The tailor-made course for Chinese students is taught in English, with a focus on future business in Europe. Tallinn, said Chi, is a gateway to Northern Europe, and with this program it has become a doorway to China.
The students seem to be enjoying their stay here in Tallinn, though they find the climatic and cultural differences between the two countries a little shocking at times.
"The people of Estonia are as quiet as the place. We are from the world's most populated country and so are accustomed to more noise. The silence is uncanny," said a Chinese student taking business administration courses. He and his classmates also find the people rather reserved and the majority of them are shocked by the Estonian winter.
When asked why they opted to study in Estonia, a country mostly unknown to Chinese people, they simply say, "We wanted to learn the European work culture."
Justin Jia, a student from China taking the course at Estonian Business School, said he was satisfied with the teachers here who tried to help the foreign students feel at home. However, Jia said that the Chinese were accustomed to spicy hot food which was not readily available here and that certain food he was used to was too expensive in the Baltic state.
Sophia Ming left her job in China to study here. She said a European degree certainly made her chances of getting a good job in China better.

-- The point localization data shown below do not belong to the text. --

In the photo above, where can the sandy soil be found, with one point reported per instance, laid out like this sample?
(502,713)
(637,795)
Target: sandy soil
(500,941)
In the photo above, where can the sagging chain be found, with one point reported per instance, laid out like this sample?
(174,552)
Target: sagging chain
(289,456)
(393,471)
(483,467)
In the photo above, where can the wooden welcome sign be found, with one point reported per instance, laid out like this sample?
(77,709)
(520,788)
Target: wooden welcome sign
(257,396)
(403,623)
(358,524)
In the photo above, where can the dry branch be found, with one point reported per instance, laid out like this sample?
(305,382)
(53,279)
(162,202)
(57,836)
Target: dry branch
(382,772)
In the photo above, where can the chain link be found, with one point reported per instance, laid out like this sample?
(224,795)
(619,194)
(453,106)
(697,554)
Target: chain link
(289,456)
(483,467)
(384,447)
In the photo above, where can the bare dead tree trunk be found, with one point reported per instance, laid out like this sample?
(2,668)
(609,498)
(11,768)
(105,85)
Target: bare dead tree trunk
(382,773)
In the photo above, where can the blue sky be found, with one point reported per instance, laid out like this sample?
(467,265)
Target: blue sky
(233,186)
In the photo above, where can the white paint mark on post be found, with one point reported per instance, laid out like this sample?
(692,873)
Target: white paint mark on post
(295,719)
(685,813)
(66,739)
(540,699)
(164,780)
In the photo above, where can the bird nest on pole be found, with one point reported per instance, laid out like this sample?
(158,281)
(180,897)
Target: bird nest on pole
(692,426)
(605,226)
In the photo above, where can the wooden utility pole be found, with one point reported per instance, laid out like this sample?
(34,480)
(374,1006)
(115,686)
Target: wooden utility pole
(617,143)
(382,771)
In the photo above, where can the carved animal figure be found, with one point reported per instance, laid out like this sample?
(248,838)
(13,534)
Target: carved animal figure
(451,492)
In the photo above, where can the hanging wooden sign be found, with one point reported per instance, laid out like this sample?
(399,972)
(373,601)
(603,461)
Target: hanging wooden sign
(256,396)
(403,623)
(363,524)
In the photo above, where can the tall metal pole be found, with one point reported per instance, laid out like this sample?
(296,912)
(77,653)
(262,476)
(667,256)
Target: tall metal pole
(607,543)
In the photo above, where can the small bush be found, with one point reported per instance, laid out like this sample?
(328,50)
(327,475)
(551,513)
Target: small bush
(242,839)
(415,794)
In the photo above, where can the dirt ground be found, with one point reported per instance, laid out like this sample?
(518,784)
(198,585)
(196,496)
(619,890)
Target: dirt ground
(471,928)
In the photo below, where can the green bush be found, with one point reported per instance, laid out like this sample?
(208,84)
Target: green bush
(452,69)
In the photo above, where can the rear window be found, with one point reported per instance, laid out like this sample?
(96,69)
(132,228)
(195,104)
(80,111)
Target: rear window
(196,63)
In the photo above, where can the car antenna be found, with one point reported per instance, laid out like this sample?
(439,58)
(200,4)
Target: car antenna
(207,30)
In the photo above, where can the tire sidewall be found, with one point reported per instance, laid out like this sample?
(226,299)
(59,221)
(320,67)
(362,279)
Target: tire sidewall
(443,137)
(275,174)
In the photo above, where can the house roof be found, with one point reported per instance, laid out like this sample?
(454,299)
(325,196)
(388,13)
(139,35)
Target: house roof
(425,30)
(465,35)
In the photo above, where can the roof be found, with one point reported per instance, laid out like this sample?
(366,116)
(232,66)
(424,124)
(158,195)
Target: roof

"As we are being introduced to the Western work culture, we can hope to get jobs in multinational companies and even in Europe," said Ming.
Her colleagues Castaly Wu and Bruce Qi agreed with her.
Student Linda Zhang said teaching methods were different here as more emphasis was placed on practice, while in China training focused on theory.
Zhang said she personally felt that Chinese were more hard-working than the Estonian students. "Though the Estonians are no less intelligent, they lack the spirit of competition," said Zhang.